Rental Advisory: A Redbox Etiquette Primer

Where indecision and impatience intersect.

It happened again.

It always happens this way: I’ve got somewhere to go, but I need to drop off a movie at the Redbox across the street. It’ll only take a minute, I tell myself, but of course, it never goes that way. It’s always a good 10-minute wait, because I get stuck behind the dopey couple that can’t decide what to rent. They’ll peek over their shoulders every few moments, and I’ll try to keep my patience, but it seems like a long wait just to drop off a movie.

If you’ve rented a flick from a Redbox, you’ve been through this experience, too.

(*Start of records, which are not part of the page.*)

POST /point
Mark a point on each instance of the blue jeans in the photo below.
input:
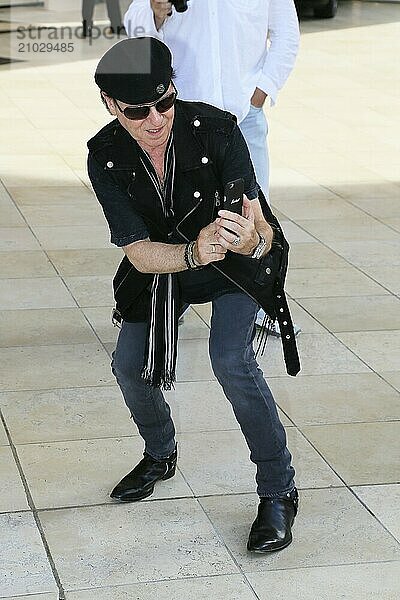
(255, 129)
(235, 367)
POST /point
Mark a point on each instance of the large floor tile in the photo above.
(331, 528)
(100, 319)
(223, 587)
(76, 237)
(84, 472)
(389, 277)
(392, 377)
(384, 502)
(104, 546)
(384, 207)
(375, 581)
(14, 239)
(44, 326)
(13, 496)
(66, 414)
(24, 568)
(50, 596)
(227, 467)
(41, 292)
(355, 313)
(91, 291)
(320, 354)
(322, 283)
(52, 177)
(361, 453)
(25, 264)
(315, 256)
(381, 351)
(86, 262)
(44, 367)
(87, 213)
(344, 398)
(303, 319)
(9, 214)
(372, 253)
(43, 196)
(318, 208)
(294, 234)
(362, 228)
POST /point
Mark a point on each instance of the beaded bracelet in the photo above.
(189, 257)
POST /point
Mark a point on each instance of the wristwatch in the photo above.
(259, 249)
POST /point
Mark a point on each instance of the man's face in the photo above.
(151, 132)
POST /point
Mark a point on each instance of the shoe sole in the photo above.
(148, 492)
(271, 550)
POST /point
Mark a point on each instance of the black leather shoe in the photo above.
(139, 483)
(272, 529)
(86, 29)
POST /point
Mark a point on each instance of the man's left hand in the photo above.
(237, 233)
(258, 98)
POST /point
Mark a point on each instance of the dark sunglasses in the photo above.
(138, 113)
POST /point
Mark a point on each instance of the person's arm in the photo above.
(284, 37)
(237, 164)
(140, 18)
(156, 257)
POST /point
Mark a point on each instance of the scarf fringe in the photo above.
(263, 335)
(159, 379)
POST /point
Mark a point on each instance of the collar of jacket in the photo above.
(123, 153)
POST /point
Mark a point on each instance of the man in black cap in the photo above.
(159, 171)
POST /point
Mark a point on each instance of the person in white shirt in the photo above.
(233, 54)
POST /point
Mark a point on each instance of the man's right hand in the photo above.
(207, 249)
(161, 10)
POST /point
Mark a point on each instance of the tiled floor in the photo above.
(66, 438)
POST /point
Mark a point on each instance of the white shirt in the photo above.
(220, 50)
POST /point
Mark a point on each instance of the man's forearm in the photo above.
(156, 257)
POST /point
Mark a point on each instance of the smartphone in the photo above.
(233, 196)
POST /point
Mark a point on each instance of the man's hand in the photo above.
(237, 233)
(161, 10)
(207, 249)
(258, 98)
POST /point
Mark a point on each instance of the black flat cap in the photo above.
(135, 71)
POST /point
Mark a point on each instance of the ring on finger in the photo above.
(236, 241)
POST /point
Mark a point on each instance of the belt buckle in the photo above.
(116, 318)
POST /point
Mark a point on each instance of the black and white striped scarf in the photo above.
(162, 340)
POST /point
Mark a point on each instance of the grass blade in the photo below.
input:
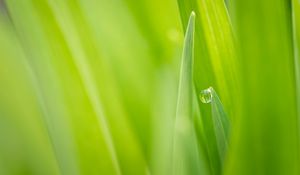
(186, 158)
(216, 65)
(266, 141)
(220, 120)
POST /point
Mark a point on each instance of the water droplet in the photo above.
(206, 95)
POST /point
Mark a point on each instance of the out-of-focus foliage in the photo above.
(120, 87)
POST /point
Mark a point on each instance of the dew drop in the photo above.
(206, 95)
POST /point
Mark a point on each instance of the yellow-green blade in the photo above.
(186, 157)
(215, 65)
(266, 140)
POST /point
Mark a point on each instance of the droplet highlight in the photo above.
(206, 95)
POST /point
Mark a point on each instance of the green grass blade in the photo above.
(266, 141)
(186, 158)
(220, 120)
(215, 65)
(296, 42)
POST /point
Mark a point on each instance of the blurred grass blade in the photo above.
(216, 65)
(220, 120)
(269, 119)
(186, 158)
(296, 42)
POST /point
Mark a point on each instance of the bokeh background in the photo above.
(93, 86)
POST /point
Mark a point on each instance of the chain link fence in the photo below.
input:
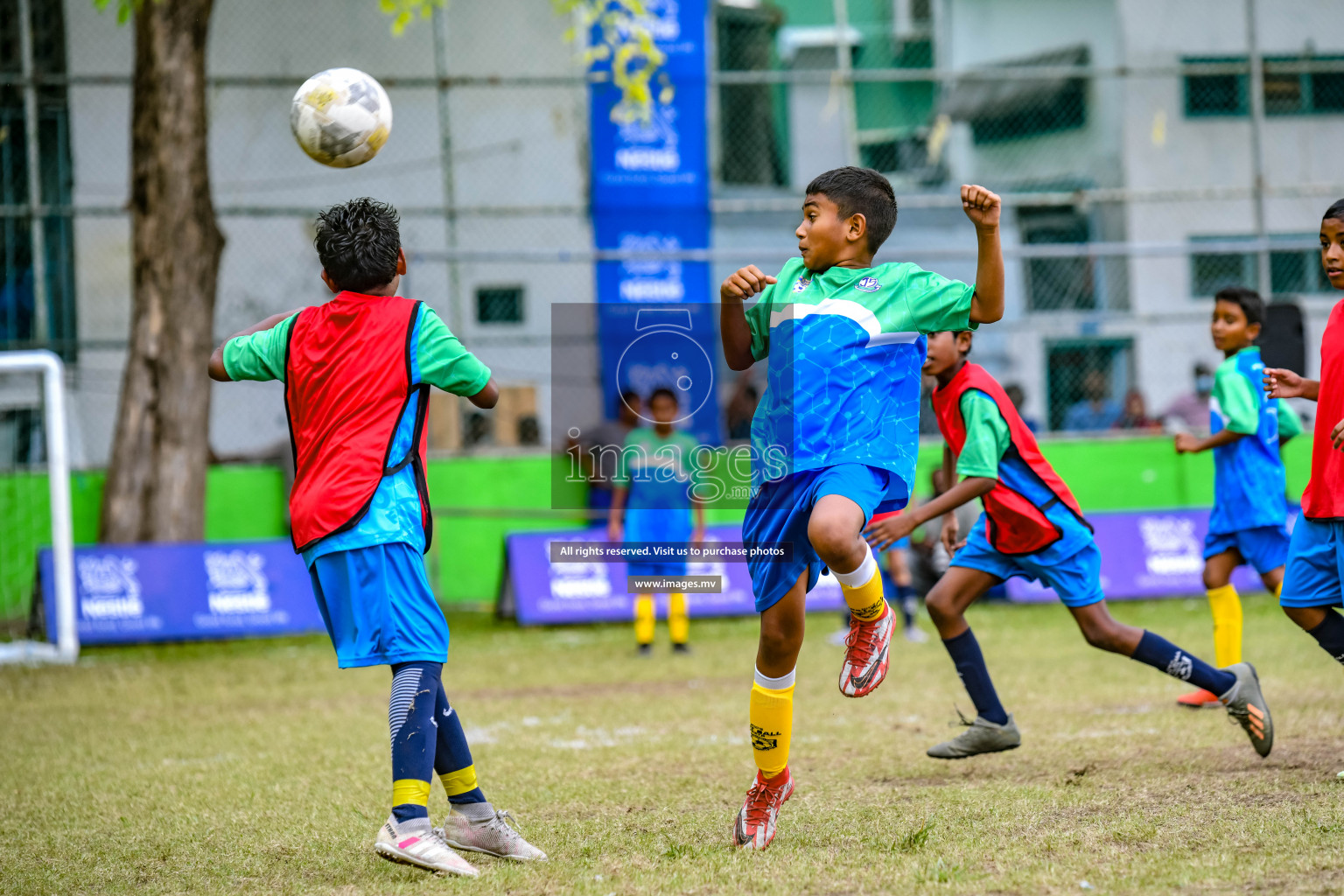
(1145, 160)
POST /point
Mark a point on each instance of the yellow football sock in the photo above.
(772, 723)
(644, 618)
(862, 589)
(679, 624)
(410, 792)
(458, 782)
(1228, 625)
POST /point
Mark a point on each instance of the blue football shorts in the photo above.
(1265, 547)
(1075, 579)
(378, 606)
(1314, 564)
(780, 511)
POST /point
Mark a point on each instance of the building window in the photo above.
(1291, 270)
(1088, 383)
(499, 305)
(750, 116)
(1216, 94)
(1286, 90)
(19, 316)
(1055, 284)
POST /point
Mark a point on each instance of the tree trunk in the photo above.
(156, 484)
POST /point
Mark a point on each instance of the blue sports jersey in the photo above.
(1249, 481)
(844, 352)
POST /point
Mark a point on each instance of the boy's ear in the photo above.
(858, 228)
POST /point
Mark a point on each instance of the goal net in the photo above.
(35, 509)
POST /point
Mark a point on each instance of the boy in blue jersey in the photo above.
(1031, 527)
(652, 500)
(1250, 506)
(836, 433)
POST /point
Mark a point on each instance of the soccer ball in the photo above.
(340, 117)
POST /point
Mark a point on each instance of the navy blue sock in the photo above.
(1329, 634)
(452, 757)
(975, 676)
(410, 718)
(1166, 655)
(906, 601)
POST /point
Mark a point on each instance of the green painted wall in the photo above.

You’ve also probably used the noun Redbox as a verb, as in, “Yeah, we’re going to stay in and Rebox it tonight.” Movie rental stores are shutting down across the country as vending machines and subscription services like Redbox and Netflix, respectively, become more popular. It’s important we understand what this change means to our culture and how it affects us. It’s also high time we develop some language to better define just what the hell is taking place now days when you go to rent a movie.

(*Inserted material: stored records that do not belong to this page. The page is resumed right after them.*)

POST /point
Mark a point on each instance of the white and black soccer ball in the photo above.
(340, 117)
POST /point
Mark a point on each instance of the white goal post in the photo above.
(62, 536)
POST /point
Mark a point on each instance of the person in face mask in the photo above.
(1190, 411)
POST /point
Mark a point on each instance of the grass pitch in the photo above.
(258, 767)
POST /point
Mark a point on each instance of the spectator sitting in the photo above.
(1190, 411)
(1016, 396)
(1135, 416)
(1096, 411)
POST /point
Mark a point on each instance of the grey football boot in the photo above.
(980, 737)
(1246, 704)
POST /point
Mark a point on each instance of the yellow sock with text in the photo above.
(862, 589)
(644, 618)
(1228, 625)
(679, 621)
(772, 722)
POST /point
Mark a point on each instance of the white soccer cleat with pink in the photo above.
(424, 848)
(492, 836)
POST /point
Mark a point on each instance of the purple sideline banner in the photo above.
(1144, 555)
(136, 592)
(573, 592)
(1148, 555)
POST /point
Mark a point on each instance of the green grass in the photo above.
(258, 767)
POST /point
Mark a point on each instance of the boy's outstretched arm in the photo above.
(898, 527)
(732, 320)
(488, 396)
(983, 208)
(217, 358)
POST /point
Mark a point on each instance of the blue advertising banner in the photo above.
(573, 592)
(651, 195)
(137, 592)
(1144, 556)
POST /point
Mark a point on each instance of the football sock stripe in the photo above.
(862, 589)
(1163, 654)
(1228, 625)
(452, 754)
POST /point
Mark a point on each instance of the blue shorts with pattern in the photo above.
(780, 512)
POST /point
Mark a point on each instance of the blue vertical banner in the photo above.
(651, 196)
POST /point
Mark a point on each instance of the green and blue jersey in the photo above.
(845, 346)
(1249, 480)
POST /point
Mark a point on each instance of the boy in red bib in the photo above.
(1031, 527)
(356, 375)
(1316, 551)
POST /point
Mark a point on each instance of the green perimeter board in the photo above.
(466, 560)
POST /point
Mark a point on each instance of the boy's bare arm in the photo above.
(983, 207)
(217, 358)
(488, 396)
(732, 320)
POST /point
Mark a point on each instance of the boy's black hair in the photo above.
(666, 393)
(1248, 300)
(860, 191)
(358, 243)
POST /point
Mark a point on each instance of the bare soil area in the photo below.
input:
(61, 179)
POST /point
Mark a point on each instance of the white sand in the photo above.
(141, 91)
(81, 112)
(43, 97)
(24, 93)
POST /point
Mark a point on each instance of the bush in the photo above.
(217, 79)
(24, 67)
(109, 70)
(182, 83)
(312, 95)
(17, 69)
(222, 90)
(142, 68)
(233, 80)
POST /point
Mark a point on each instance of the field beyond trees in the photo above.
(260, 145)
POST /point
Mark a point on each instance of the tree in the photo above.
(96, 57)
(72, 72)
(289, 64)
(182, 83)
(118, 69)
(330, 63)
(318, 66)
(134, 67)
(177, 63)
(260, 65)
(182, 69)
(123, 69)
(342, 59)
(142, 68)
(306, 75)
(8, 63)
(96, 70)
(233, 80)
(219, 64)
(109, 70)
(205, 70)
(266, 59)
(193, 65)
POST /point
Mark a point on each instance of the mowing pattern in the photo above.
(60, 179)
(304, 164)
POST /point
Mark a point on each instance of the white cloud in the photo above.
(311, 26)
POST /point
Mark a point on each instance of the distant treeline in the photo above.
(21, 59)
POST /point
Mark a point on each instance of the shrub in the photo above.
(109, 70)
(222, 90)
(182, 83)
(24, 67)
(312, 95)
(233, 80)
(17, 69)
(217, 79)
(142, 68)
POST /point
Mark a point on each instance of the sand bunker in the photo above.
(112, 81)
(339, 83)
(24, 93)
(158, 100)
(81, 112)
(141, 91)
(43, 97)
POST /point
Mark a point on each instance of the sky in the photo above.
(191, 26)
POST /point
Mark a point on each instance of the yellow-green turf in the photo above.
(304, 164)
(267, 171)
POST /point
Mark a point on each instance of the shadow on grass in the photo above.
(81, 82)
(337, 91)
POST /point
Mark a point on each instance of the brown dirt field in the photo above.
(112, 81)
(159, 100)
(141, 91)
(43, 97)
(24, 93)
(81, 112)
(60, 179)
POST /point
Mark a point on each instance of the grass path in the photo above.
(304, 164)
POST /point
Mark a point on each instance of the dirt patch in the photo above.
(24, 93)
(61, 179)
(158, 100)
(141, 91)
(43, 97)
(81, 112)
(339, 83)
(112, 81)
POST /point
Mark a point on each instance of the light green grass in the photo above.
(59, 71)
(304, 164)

I’m all about instant gratification, so I don’t subscribe to Netflix. That’s some other blogger’s cross to bear. I want to focus on the Redbox experience and what I’d like to call “Redbox rage.” (Copyright that — it’s going to catch on.)

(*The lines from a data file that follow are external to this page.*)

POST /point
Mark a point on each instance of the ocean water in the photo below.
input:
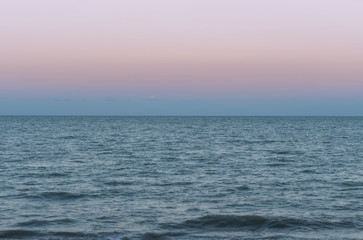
(181, 178)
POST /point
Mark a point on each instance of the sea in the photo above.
(181, 178)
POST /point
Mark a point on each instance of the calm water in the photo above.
(181, 178)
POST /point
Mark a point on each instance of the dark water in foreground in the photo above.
(181, 178)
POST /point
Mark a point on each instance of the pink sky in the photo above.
(198, 47)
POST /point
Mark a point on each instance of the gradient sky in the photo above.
(189, 57)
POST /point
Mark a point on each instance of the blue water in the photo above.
(181, 178)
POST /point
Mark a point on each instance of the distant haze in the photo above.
(189, 57)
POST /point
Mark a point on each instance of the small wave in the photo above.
(254, 222)
(117, 183)
(68, 137)
(280, 152)
(242, 188)
(61, 195)
(39, 223)
(16, 234)
(352, 184)
(160, 236)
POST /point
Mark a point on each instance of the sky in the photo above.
(189, 57)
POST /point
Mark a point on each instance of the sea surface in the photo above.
(177, 178)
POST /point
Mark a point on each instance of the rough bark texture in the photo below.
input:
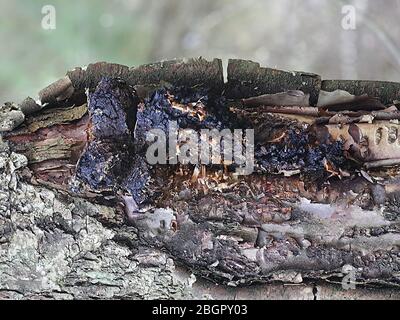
(68, 231)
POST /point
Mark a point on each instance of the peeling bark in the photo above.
(83, 216)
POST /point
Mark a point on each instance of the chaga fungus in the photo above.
(323, 194)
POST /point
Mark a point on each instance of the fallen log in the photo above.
(79, 202)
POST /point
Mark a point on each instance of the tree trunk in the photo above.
(267, 237)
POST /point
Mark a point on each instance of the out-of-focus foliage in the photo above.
(289, 34)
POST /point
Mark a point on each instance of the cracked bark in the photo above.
(60, 245)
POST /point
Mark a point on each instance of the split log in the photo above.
(59, 240)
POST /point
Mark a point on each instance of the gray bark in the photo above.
(57, 245)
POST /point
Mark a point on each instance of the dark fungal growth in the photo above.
(322, 199)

Redbox rage occurs any time there is more than one person at Redbox machine whereby an individual will feel extreme impatience and the discomfort of being rushed in consecutive order. It starts when you saunter over to the Redbox, but someone’s already at the machine, scrolling through every movie available, reading synopses, comparing movie lengths, deeply questioning their desire to see another movie featuring Jennifer Aniston or Seth Rogen. They might be with a significant other, which springs the possibility they’ll discuss what each has seen, what they would like to see, why one is stupid for wanting see something, why the other is more stupid for not remembering having seen it in the theaters on a date, and the ordeal is finally settled 23 minutes later when they select the one movie you were hoping to see, which just so happens to be the only copy that was available in the machine.

Then, it’s your turn.

Your judgment and grasp of alphabetical order are clouded by your outrage at how anyone could take so long to be pick out a movie, as if it were a health insurance plan. Second later, you feel someone behind you as your paging through the options. They’re sighing. They’re shifting their weight from foot to foot, arms crossed as they bite their lips. Suddenly, you don’t recall ever seeing a movie your entire life and you have no idea what you would like to see. The person behind you, they’ve got their Blackberry out now, and they’re texting frantically, possibly ordering an abduction or assassination to shorten their wait. You remember the one movie you wanted to see, and it’s checked out. Nothing else looks good. You dash away from the machine apologetically, sweating, completely flabbergasted.

And that’s Redbox rage. You’re the protagonist and then the antagonist. You’re the thrown punch, but then the resulting broken wrist. It’s a miserable experience that, at best, results in a movie you wanted to see. But more times than not, it’s a choice that felt rushed and was ultimately regretted.

This never happened at traditional movie stores. There, the only worry you had was returning movies on time to avoid foreclosure-threatening lates fees and having to banter with the cashiers who, more times than not, were elitist movie snobs with their endless Indie cred. Otherwise, you could spend all your sweet time browsing up and down the aisles, stumbling upon the movies you’d forgotten you wanted to see or movies you never knew existed. It was a more peaceful process that bucked the idea consumerism need be so streamlined. We’ll fondly remember the era of movie rental stores as simpler times.

We know Redbox isn’t going anywhere. I propose the following rules to lighten the experience and erode feelings of homicidal rage. Here is what I suggest be accepted as Redbox etiquette:

  1. If you’re selecting a movie and someone is behind you, check to see if they only intend on returning a movie. If yes, allow them to do so. If no, thank them for their patience but be mindful they’re waiting.
  2. If you’re in line to select a movie, use the time to consider what you would like to rent and what you might rent if your first option is unavailable. Allow the party ahead of you time and space to make a decision without feeling rushed. Remember, you’ll be in their shoes soon.
  3. If it’s a make-or-break trip to the Redbox, and you need assurance the movie you want is a) there and b) waiting for you, visit the Redbox Web site prior to your visit and reserve it.
  4. If any of these rules seem impossible or even difficult to follow, subscribe to Netflix.

I’m interested in your thoughts. Anyone have any nightmarish Redbox experiences? Amendments to my Redbox etiquette proposal?